If Democrats can hold on to slim leads in Arizona, Georgia, and Pennsylvania this November, they will barely maintain their current 50-50 control of the Senate (all thanks to Vice President Kamala Harris’s tiebreaking 51st vote).
But looking ahead to 2024, the odds of the Democrats keeping the Senate look even slimmer.
Heading into 2022, Democrats had to defend a lot of seats, but mostly on friendly ground. Of the 14 seats the Democrats had to defend, only one (Georgia) was in a state carried by President Donald Trump in 2020. Arizona hasn’t gone Republican since 2014, and Nevada hasn’t gone Republican since 2004, but if we throw those states in, that is just three possible losses the Democrats faced this cycle (and it does look like they are going to lose Nevada).
Looking ahead to 2024, the Democrats are on much unfriendlier ground. They will be defending 23 seats in 2024, three in states won by Trump in 2016 and 2020, as well as three states that swung between Trump and President Joe Biden.

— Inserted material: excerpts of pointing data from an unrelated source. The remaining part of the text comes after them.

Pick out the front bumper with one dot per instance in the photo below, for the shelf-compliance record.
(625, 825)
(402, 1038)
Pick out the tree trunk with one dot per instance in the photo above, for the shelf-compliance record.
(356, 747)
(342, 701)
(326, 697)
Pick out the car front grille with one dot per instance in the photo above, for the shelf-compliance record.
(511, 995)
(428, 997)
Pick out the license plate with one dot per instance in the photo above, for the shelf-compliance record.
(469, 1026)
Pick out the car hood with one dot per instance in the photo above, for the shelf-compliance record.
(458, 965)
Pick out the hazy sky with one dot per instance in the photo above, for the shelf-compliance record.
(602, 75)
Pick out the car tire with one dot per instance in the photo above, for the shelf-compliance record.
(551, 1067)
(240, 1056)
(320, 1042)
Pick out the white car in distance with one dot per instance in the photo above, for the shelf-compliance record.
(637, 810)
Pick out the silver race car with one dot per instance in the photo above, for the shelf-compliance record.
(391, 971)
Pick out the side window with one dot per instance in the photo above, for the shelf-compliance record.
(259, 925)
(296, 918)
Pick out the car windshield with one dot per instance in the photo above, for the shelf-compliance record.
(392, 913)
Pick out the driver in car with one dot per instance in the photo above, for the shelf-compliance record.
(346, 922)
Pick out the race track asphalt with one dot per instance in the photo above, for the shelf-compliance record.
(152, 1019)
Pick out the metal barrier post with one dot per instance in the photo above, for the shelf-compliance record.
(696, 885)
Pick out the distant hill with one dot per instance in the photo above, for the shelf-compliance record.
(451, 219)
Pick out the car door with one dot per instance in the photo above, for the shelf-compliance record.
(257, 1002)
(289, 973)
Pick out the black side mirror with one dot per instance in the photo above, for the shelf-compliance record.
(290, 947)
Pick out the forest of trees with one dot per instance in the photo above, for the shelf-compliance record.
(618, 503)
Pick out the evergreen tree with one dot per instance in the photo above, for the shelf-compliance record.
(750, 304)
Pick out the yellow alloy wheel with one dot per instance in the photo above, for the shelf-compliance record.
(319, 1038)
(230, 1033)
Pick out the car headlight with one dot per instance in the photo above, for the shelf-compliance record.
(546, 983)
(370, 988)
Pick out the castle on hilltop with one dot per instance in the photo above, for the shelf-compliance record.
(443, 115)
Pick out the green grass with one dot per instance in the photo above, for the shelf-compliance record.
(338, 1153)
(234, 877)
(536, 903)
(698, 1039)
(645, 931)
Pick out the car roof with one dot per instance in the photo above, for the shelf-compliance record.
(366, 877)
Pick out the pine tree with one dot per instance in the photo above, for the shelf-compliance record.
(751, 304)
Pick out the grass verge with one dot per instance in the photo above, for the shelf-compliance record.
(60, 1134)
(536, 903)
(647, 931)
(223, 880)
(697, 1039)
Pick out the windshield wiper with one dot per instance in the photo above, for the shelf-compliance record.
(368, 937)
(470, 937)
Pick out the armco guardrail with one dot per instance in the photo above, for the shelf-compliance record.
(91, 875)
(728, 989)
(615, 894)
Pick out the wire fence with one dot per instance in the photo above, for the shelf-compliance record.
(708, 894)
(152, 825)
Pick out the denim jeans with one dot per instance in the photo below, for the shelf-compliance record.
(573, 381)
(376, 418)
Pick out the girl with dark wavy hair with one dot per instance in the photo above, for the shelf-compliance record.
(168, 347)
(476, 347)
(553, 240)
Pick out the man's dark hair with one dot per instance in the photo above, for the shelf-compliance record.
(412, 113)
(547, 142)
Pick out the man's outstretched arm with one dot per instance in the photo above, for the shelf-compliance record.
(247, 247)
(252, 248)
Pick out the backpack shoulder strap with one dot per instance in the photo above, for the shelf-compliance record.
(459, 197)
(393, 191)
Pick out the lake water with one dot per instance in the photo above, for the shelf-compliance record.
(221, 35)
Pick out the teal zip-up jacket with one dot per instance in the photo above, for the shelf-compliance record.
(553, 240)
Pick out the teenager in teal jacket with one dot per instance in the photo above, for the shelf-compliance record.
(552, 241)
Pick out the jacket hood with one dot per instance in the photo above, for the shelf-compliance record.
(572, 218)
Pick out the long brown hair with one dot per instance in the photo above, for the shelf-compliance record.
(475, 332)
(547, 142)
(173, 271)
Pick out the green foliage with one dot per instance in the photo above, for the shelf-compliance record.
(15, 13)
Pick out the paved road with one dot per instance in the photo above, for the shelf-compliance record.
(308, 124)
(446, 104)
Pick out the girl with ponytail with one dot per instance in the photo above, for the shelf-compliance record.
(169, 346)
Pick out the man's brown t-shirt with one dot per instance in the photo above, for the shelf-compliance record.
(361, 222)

The red-state seats Democrats have to defend include Sen. Jon Tester (D-MT), Sen. Sherrod Brown (D-OH), and Sen. Joe Manchin (D-WV). Manchin, in particular, should be worried since his approval rating has fallen from a once-strong 57% before he voted for Biden’s Inflation Reduction Act to just 26% now.
The swing states Democrats have to defend include Sen. Debbie Stabenow (D-MI), Sen. Bob Casey (D-PA), and Sen. Tammy Baldwin (D-WI).
That is six tough elections, and Democrats would have to win them all just to keep a 50-50 hold in the Senate. And that doesn’t even include the races in Nevada (Sen. Jacky Rosen) and Arizona (Sen. Kyrsten Sinema), both states that have proved to be very competitive in 2022.